Variogram Model

These parameters allow you to fit a model on the experimental variogram(s). Modeling consists in finding a single mathematical function which will capture the spatial behavior of all the variables for all the directions of the space. The model will be saved in the Geostatistical Set and used for subsequent Kriging / Simulations process.

The model is obtained as a linear combination of basic structures, characterized by their type and range. The weights in this linear combination correspond to the sills. In the multivariate case, the set of all the sills constitute the coregionalization matrix for each basic structure.

The principle is to minimize the distance between the model and all the different experimental variograms for any calculation distance.

Interface

  • Click Load Parameters to initialize the new model from an existing one (saved in a Geostatistical Set) and select the Geostatistical Set of your choice. Be careful this variogram must have been calculated on the same type of data to be consistent.

    All the variogram model parameters (structures, sills, ranges, rotation...) will be reloaded. If the chosen Geostatistical Set contains both a raw and a gaussian model, then both will be loaded (if both have been calculated). Then go to the Fitting window to improve the model.
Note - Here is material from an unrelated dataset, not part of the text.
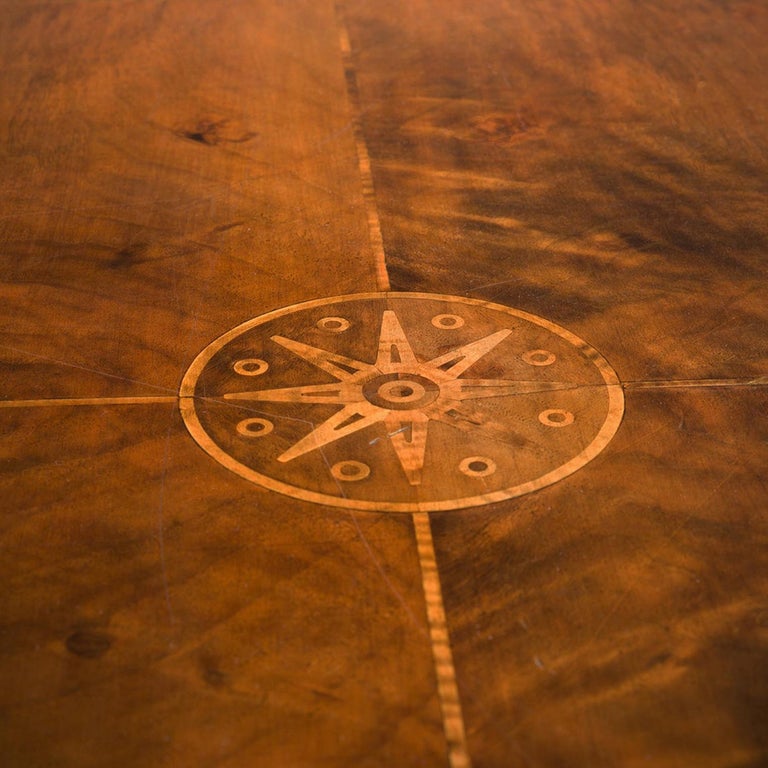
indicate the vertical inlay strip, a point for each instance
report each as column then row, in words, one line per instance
column 447, row 688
    In case of a multivariate Geostatistical Set, a matching table is presented to define to which current variable you want to associate the loaded model. Each corresponding variance is displayed for information. A Normalize Sills toggle can be activated to rescale the global model variance to the variable variance. This option is set by default.

    Note: Old Geostatistical Sets (prior to the 2020.10 version) cannot be reloaded. They are greyed out and identified by an (Obsolete) suffix.

  • Tick/untick the Model Fitting option to display or not the variogram model.
  • If the Model Option in the Context section is Compute Raw Model Only or Compute Gaussian Model Only, a single Fitting button will be reachable. However if the Model Option is Compute Raw & Gaussian Model, a selector appears with two choices:

    • Deduce the Raw Model from Gaussian Model: in this case, you will access the gaussian model fitting parameters and the raw model will be deduced from the gaussian one. An automatic fitting will be done using the same set of input structures (ranges and sills proportions will not be kept, only the selected structures).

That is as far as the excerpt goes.